- Film poster
- Directed by: Freddy Fadel
- Starring: Gabriela Vergara; Lourdes Valera; Daniela Alvarado; Víctor Cámara; Roberto Lamarca;
- Release date: 2006;
- Country: Venezuela
- Language: Spanish

= 13 segundos =

13 segundos is a Venezuelan drama film released in 2006, directed by Freddy Fadel and starring Gabriela Vergara, Lourdes Valera, Daniela Alvarado, Víctor Cámara, Roberto Lamarca, Augusto Galíndez.

== Plot ==
A story inspired by real events where five babies and their mothers expose their fears in a bet between life and death; a cruel reality will lead them to discover that, when it comes to survival, every second counts.

== Cast ==

- Gabriela Vergara as Claudia
- Lourdes Valera as Mercedes
- Daniela Alvarado as Luisa
- Víctor Cámara as Dr.
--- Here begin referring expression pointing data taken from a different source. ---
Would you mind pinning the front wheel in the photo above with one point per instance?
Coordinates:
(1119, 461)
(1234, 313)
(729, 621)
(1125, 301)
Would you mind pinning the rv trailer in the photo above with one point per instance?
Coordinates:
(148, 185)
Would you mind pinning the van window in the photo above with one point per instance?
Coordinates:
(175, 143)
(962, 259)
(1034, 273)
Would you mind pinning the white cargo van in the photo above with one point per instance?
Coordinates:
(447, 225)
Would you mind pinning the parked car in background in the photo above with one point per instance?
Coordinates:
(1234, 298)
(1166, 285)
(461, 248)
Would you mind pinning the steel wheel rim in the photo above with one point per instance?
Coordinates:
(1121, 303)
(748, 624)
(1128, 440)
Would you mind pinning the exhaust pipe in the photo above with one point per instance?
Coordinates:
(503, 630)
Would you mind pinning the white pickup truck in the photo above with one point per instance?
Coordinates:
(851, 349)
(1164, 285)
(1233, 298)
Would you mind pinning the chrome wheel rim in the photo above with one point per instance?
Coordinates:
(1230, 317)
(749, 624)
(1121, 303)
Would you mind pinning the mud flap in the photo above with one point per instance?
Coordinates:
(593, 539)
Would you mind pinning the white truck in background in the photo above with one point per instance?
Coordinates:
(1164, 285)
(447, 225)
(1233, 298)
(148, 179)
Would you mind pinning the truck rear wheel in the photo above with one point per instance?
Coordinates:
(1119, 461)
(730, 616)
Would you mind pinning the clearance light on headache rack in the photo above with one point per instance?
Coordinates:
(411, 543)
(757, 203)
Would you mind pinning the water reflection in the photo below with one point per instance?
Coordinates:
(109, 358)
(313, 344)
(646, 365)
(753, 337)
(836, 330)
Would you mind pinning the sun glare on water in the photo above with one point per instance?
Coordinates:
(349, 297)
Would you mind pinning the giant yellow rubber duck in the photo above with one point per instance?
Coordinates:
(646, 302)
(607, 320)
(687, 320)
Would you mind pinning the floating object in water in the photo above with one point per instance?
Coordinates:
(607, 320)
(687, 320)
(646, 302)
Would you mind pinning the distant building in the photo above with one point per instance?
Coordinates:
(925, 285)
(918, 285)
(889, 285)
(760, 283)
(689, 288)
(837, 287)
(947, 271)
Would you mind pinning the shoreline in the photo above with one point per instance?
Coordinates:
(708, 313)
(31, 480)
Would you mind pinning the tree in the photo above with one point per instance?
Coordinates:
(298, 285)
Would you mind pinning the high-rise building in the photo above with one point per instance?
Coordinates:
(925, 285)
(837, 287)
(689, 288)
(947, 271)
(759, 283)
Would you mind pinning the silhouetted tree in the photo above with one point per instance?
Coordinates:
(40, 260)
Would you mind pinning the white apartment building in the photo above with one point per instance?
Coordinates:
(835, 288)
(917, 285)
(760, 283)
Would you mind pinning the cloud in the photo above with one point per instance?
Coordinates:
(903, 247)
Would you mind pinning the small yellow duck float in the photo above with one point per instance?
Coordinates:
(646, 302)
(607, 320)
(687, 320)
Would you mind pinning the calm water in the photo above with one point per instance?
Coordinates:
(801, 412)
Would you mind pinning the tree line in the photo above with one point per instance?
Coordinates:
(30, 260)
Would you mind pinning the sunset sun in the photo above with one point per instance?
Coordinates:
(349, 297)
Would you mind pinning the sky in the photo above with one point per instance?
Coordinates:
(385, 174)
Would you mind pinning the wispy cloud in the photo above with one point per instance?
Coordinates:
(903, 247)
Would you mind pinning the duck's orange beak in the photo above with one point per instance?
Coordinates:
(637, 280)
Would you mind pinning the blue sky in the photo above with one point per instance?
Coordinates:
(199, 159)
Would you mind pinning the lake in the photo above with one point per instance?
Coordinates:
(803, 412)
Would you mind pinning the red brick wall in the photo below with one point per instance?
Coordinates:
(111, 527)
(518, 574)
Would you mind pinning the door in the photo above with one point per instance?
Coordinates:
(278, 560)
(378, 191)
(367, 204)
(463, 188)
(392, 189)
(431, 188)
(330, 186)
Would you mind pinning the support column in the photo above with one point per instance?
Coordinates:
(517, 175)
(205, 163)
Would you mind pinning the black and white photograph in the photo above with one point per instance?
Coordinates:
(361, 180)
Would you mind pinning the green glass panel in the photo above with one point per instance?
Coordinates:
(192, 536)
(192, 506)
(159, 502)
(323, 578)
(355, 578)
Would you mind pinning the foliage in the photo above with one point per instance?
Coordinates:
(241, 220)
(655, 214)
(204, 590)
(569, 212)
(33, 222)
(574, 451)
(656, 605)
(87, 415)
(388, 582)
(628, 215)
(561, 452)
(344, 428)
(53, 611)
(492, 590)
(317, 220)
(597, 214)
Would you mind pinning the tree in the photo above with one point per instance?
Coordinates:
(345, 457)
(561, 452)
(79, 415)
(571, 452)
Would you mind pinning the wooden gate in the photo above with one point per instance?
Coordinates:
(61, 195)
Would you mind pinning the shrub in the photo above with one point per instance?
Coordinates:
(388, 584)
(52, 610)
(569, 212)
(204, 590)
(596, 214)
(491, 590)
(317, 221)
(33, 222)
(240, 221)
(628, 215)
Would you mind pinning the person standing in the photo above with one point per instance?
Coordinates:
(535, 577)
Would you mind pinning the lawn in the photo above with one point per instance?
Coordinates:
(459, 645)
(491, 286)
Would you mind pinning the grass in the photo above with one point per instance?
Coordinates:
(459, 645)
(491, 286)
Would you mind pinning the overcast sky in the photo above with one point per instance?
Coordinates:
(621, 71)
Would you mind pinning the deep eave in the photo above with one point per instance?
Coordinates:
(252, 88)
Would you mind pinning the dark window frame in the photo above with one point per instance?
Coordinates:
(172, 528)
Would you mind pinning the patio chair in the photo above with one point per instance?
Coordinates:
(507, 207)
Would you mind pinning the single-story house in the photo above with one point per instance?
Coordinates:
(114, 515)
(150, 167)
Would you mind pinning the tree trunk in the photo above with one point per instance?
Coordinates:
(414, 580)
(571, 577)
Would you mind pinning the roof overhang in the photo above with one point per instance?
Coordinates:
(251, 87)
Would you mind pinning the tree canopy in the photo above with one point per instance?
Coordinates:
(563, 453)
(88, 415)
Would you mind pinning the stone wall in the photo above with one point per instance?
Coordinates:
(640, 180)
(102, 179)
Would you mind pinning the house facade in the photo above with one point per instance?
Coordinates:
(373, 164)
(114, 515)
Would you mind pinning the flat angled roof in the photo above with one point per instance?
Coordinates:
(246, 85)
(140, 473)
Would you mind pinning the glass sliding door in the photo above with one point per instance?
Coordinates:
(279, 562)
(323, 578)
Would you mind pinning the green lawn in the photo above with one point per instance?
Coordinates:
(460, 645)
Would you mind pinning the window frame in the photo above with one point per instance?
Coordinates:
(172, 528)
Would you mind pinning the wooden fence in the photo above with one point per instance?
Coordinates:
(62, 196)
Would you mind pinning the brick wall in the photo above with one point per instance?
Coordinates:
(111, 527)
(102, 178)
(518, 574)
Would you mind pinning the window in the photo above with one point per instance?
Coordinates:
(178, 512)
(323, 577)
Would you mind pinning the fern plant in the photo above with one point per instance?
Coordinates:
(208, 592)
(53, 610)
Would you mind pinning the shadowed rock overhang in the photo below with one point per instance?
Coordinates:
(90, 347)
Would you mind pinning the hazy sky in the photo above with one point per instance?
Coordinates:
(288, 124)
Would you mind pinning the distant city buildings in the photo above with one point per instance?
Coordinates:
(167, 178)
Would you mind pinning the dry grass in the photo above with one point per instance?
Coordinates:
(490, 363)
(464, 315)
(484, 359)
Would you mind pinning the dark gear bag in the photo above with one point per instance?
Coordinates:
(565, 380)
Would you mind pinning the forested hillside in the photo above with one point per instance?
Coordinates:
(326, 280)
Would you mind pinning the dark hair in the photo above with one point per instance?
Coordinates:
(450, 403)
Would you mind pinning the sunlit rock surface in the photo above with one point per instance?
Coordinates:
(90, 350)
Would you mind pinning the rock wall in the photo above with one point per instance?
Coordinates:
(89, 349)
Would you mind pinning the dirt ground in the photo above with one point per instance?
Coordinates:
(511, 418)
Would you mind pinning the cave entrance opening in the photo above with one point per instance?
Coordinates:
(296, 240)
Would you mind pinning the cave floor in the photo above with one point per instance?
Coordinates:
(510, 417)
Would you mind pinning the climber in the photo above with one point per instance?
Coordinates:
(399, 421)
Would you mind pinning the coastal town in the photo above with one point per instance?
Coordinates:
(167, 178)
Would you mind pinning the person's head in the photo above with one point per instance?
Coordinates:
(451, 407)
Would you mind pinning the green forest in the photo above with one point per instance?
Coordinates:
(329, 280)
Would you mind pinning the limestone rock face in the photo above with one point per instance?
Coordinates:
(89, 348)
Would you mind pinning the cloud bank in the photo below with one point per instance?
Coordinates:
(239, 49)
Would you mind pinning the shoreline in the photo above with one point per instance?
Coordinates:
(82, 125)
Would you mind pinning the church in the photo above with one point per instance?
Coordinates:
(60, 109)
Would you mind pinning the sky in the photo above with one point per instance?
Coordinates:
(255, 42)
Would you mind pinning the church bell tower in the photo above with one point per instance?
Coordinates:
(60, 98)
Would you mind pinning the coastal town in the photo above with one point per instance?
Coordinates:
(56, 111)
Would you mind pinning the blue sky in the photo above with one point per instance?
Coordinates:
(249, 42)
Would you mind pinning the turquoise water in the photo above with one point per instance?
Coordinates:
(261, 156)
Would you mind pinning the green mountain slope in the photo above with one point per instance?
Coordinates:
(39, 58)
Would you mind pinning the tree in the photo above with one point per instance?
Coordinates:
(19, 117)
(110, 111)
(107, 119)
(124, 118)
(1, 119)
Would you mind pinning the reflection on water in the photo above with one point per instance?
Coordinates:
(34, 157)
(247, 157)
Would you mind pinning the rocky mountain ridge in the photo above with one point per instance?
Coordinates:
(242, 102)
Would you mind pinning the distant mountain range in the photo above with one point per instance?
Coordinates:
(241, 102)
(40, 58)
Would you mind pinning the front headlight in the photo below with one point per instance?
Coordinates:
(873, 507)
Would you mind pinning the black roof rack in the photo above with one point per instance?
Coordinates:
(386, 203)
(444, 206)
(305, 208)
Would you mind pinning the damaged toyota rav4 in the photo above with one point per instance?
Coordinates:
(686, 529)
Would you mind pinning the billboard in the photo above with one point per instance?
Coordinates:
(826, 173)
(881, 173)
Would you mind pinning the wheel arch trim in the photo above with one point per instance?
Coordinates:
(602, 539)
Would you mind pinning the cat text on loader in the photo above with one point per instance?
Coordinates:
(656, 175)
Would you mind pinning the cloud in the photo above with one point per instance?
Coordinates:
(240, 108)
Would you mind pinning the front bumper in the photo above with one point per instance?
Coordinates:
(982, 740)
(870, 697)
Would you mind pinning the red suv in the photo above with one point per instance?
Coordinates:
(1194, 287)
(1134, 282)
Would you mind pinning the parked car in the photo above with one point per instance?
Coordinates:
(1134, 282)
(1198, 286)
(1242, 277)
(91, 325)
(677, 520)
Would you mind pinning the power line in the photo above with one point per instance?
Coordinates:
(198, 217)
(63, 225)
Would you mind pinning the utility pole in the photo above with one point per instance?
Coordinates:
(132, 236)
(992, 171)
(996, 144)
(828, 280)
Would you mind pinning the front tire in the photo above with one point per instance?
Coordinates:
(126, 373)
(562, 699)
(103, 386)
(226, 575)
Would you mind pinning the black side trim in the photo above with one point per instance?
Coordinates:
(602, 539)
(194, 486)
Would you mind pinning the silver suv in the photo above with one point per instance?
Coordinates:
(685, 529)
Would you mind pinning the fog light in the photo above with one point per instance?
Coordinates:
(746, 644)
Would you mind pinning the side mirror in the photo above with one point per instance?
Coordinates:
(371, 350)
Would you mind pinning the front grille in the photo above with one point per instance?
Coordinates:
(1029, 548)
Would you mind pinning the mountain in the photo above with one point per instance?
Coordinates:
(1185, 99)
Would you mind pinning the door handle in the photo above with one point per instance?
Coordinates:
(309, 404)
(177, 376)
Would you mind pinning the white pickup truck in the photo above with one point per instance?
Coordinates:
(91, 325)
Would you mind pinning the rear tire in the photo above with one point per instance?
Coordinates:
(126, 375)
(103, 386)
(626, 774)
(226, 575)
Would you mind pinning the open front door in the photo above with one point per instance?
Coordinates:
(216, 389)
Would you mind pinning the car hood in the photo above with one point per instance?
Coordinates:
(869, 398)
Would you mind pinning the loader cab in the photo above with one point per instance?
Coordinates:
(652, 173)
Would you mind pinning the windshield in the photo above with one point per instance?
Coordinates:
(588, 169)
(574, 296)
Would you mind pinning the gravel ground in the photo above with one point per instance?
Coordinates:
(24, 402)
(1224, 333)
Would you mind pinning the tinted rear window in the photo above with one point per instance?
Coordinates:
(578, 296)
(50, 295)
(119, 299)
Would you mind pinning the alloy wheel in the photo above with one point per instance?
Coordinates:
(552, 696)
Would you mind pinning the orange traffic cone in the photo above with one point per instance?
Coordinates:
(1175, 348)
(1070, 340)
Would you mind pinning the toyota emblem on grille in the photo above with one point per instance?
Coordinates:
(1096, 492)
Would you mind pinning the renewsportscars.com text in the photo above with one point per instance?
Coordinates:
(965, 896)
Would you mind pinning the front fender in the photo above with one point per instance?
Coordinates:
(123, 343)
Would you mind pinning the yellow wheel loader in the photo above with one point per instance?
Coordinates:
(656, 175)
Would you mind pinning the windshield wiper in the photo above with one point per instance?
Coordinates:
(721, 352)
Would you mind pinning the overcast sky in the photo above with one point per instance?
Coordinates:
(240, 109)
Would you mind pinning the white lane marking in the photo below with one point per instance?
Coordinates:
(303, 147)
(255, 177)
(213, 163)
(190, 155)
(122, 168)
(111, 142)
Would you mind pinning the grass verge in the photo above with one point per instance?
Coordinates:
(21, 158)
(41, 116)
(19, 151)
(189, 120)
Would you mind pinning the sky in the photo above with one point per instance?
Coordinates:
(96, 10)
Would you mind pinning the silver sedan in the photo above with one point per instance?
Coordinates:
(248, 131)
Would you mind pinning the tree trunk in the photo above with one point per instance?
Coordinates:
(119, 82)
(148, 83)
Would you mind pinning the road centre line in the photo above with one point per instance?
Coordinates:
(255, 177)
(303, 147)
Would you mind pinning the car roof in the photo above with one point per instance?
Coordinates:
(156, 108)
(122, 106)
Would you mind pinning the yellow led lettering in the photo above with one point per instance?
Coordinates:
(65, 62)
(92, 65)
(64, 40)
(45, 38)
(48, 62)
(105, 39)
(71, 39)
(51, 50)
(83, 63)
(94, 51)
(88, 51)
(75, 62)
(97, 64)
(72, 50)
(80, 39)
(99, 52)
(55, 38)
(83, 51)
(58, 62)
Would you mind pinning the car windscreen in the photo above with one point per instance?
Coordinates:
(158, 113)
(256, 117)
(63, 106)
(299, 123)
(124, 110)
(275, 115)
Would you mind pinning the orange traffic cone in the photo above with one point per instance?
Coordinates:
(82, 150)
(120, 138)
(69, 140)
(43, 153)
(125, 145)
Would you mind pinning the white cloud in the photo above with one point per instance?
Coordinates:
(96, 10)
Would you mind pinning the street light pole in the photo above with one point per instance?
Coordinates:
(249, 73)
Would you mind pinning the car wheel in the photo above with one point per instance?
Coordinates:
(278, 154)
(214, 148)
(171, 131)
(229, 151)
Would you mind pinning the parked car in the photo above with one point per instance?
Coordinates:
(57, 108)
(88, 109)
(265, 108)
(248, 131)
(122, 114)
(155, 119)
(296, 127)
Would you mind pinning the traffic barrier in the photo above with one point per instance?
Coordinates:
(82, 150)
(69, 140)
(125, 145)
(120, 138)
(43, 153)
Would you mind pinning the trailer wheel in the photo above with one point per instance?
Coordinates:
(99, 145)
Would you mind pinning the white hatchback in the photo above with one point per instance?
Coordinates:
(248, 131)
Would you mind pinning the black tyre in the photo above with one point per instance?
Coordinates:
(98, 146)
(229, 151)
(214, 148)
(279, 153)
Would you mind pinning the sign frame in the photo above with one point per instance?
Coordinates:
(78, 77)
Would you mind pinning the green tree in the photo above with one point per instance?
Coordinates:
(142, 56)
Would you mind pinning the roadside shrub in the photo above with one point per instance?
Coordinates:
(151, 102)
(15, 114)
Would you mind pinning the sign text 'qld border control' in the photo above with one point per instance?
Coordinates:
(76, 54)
Eduardo Valladares
- Roberto Lamarca as Alonso
- Augusto Galíndez as Manuel
- Nohely Arteaga as Lorena de Valladares
- Emma Rabbe as Isaura
- Sabrina Seara as Daniela
- Norkys Batista as Mariela

== Reception ==
Panfletonegro gave it an extremely critical review, describing the film as having poor aesthetics, calling the in-utero shots "particularly irritating and repulsive." The reviewer criticizes the film for being literal, heavy-handed, and having a conservative anti-abortion message. Describes it as "anticine" (anti-cinema) that underestimates its audience.

In an interview, actress Gabriela Vergara discusses her role and the film's approach to abortion, stating the film aims to show both pros and cons of abortion without taking a definitive position.

FULLTV stated "Good, fulfills its objective of entertaining. The plot is interesting and the characters stand out."